At this point in the project, the young composers were beginning to flesh out sketches and drafts for the full wind ensemble. My role was primarily in helping them dive into the world of music notation and formatting (for the non-musicians reading: think of this process as the spelling and grammar equivalent of music composition with lots of small details and rules, and lots of editing). Up until that point, much of their work was still at the “pencil-and-paper” stage, and they had to quickly become experts in how to use the (often complicated) music notation software necessary for making clean and professional looking sheet music for their pieces.
Those who know me well know that I’m a bit of a nerd when it comes to this field of work, so I was quite excited to help guide them through this process and help show them what the expectations and procedures would be from a professional composer.
You’ve been fortunate to work closely with both Abigail Richardson-Schulte and Music Director Gemma New in the creation of your new piece for our Intimate & Immersive series. What will you take away from your experiences with Abigail and Gemma regarding working as a professional in the orchestral world?
It’s been fantastic getting to work so closely with both Abigail Richardson-Schulte and Gemma New throughout this fellowship, and having the opportunity to dig deep into the various aspects of their respective work.

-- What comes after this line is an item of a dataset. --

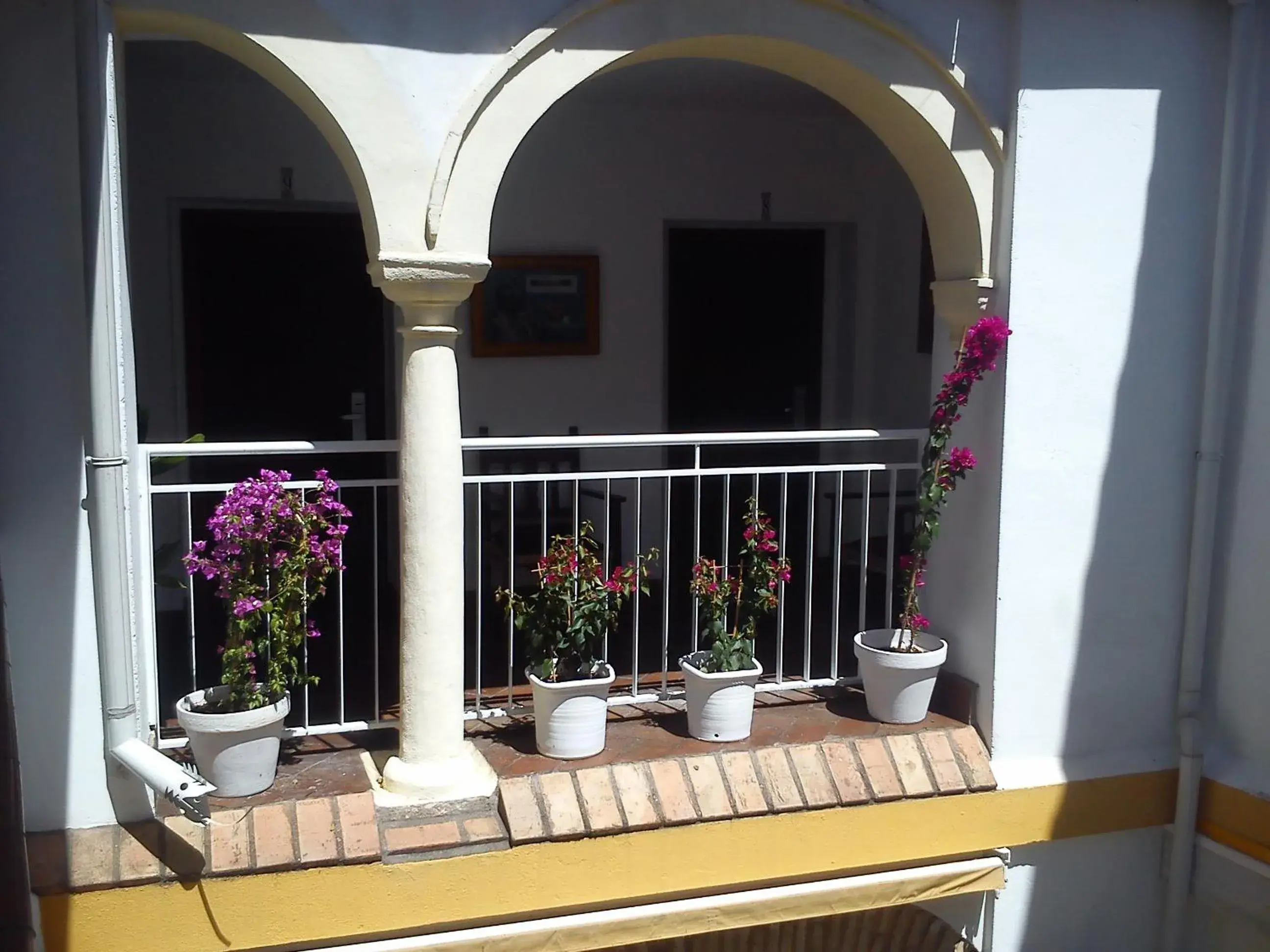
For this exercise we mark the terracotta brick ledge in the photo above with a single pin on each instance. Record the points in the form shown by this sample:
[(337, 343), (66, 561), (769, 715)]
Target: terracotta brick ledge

With Abigail, the most eye-opening thing was seeing what the full scale of a composer’s role can be within the community and an organization. On top of her work of actually writing music, she is constantly out in the community presenting talks, hosting performances and lectures, working with students-You name it, she’s doing it. I was also able to gain insight into crucial professional development topics such as the grant application process for project funding and career path options for a professional composer. This side of a composer’s life is rarely taught or even mentioned when you’re studying composition in school, and yet it can easily make up the majority of a composer’s workload and is vital for maintaining a healthy career in the arts.
On the other side of things, I had the rare opportunity to shadow Gemma and get an in-depth view of the orchestral rehearsal process. I learned about how she studies and prepares music for performance. As a composer, this insight into the intricate workings of an orchestra is hugely revelatory and allowed me to more fully understand the work involved in being a performer. As well, learning about Gemma’s process allowed me to reevaluate my own work and creative process, and consider what aspects of a piece a conductor may be focusing on when looking at my own music.
What do you feel have been the most valuable professional experiences that you’ve gained so far as Composer Fellow?
One of the most challenging, yet rewarding, aspects of being Composer Fellow has been getting to present and perform in front of large groups of people. As someone who, if left to my own devices, would happily never stand in front of a crowd, it’s been incredibly helpful to be put in situations where I need to speak and present to a larger audience. As I’ve done more and more over the last months, I’ve become more comfortable and confident in those situations and learned to move past the initial anxiety of it and actually begin enjoying the experiences. Because of this, I’ve been able to develop my ability to engage with a broader community and communicate about the work that I’m passionate about.
The Composer Fellowship is generously sponsored by the RBC Emerging Artists Project.